Caffeine can be found in many products like tea, soft drinks, energy drinks, and some over-the-counter medications, but coffee is the leading dietary source of caffeine among American adults. Generally, three 8-ounce cups of coffee per day is considered moderate consumption and won’t hurt you, according to the National Institutes of Health (NIH). However, excessive caffeine use — more than 10 8-ounce cups of coffee per day — can produce physical side effects including tremors, anxiety, insomnia, and a “crash” of extreme fatigue once the caffeine starts to wear off.

Symptoms of Caffeine Withdrawal

The brain fog and headache that some people get if they don’t have their typical amount of coffee or other caffeinated beverage might actually be a sign of caffeine withdrawal syndrome, according to a recent study.

Researchers at Johns Hopkins University Medical School in Baltimore and American University in Washington, D.C., reviewed 66 experimental and survey studies on caffeine withdrawal. They identified these common symptoms:

  • Headache
  • Fatigue or drowsiness
  • Depression and irritability
  • Difficulty concentrating
  • Flu-like symptoms, including nausea, vomiting, and muscle aches

Typically, symptoms began 12 to 24 hours after stopping caffeine and peaked within one to two days. Some subjects reported symptoms that were so severe they couldn’t work. Generally, the heaviest consumers of caffeine reported the most bothersome symptoms, but even people who missed 100 milligrams, or one regular cup of coffee, experienced withdrawal symptoms. Study participants agreed that avoiding withdrawal helped motivate them to continue using caffeine.

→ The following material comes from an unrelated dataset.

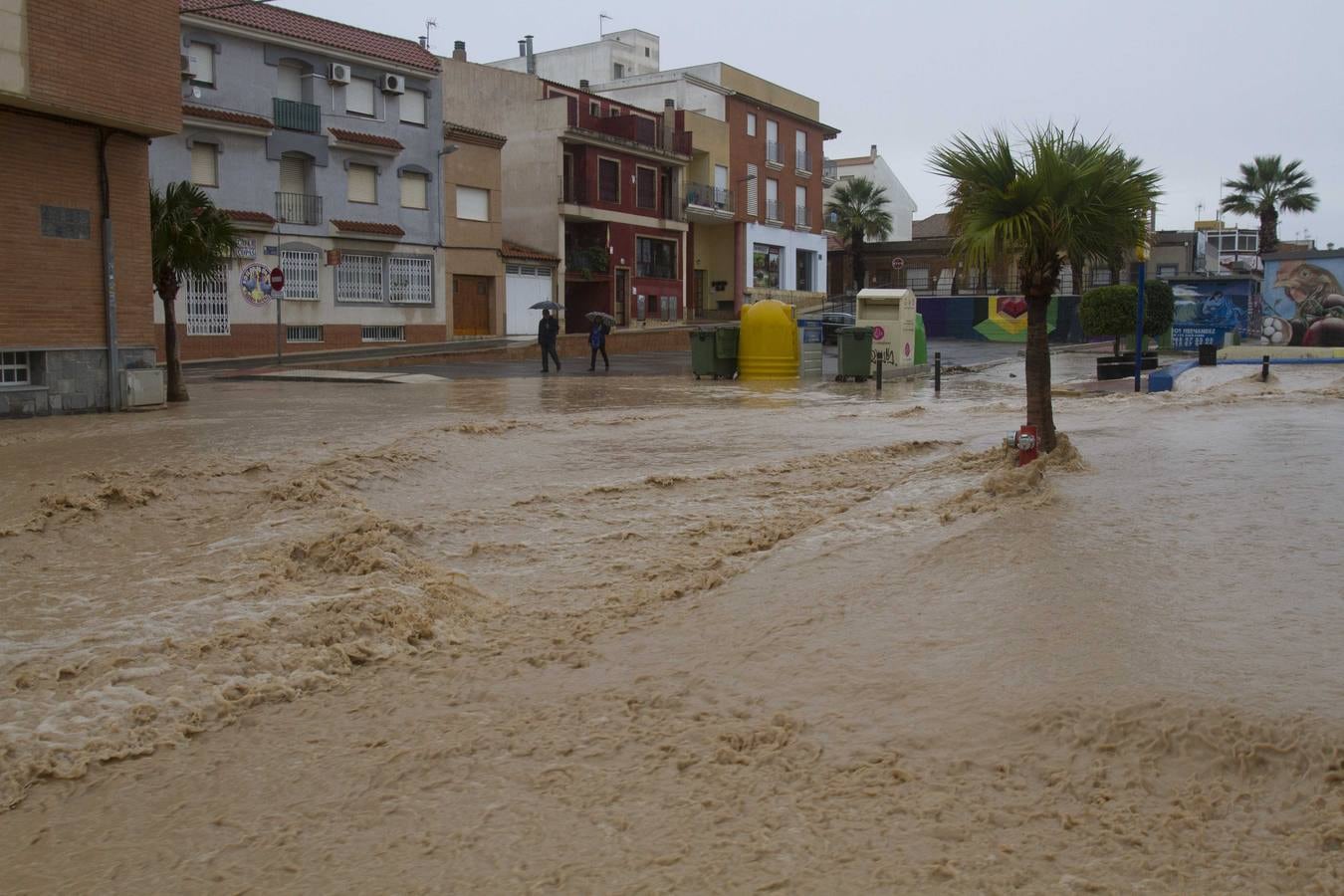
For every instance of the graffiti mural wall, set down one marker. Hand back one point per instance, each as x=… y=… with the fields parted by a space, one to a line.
x=1304 y=301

Caffeine Tolerance Is on the Rise

Daniel Evatt, PhD, research fellow in the department of psychiatry at Johns Hopkins University Medical School, says people can stop feeling the effects of caffeine, or become tolerant, leading to the need for more and more to feel alert. But Dr. Evatt also points out that most people find a comfortable level and stick with that. “It usually doesn’t keep going up forever, and not all caffeine users develop tolerance.” However, high doses of caffeine (more than 750 milligrams over the course of every day) can produce complete tolerance. That means the drug no longer has a discernible effect.

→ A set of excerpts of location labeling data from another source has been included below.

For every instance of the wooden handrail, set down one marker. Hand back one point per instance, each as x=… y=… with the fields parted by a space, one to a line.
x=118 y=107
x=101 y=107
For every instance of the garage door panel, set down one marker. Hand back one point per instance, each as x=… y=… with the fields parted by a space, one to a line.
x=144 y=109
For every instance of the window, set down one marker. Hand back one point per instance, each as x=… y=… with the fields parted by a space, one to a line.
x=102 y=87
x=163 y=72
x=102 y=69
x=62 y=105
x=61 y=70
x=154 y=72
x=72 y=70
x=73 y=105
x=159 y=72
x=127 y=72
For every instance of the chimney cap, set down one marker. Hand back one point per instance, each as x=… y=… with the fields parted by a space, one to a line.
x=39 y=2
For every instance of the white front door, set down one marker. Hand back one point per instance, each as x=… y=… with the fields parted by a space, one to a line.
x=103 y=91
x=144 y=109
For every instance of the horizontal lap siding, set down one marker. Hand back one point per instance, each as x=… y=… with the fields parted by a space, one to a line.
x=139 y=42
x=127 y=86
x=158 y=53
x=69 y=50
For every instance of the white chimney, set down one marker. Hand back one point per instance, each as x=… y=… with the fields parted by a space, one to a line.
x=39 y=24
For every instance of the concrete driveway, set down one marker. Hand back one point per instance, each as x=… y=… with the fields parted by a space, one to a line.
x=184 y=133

The Warning Signs of Caffeine Addiction

Experiencing withdrawal symptoms and tolerance are signs that you are becoming physically dependent on caffeine, Evatt says. He also notes that if you are experiencing the following signs and symptoms, you may have developed an unhealthy caffeine addiction:

  • You experience insomnia, frequent headaches, or difficulty concentrating
  • You continue to use caffeine despite being told to stop by a health professional
  • You have difficulties cutting down or quitting even if you want to

The Diagnostic and Statistical Manual of Mental Disorders (DSM-IV) doesn’t recognize caffeine addiction as a mental disorder, but it may be included in the updated DSM-V. The World Health Organization’sInternational Statistical Classification of Diseases and Related Health Problems (ICD-10) does recognize caffeine addiction as a disorder.

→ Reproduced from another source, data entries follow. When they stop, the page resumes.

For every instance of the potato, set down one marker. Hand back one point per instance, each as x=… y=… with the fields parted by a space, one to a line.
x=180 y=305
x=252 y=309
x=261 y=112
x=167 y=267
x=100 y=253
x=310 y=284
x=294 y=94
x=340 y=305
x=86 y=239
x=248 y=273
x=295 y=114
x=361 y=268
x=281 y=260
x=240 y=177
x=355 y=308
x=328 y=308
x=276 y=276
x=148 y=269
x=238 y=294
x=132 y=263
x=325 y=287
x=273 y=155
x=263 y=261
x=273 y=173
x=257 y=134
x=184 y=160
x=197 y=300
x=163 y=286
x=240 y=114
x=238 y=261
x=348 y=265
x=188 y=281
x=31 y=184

Kicking the Caffeine Habit

Evatt is part of a Johns Hopkins team working on a caffeine dependence treatment program. If you want to quit, “I would first recommend becoming aware of how much caffeine you are consuming daily,” Evatt says, adding that many people underestimate their use. He advises people against trying to quit caffeine cold turkey. “Withdrawal headaches can last days in some individuals,” he says. Instead, cut down slowly to lessen withdrawal symptoms.

The American Dietetic Association gives these tips for cutting down on caffeine:

  • Mix decaffeinated coffee in with regular coffee
  • Drink a latte with more low-fat milk than coffee
  • Brew tea for less time
  • Pick soft drinks without caffeine

If these measures don’t work and you think your caffeine consumption is turning into a troublesome caffeine addiction, it might be time to find an addiction specialist for treatment.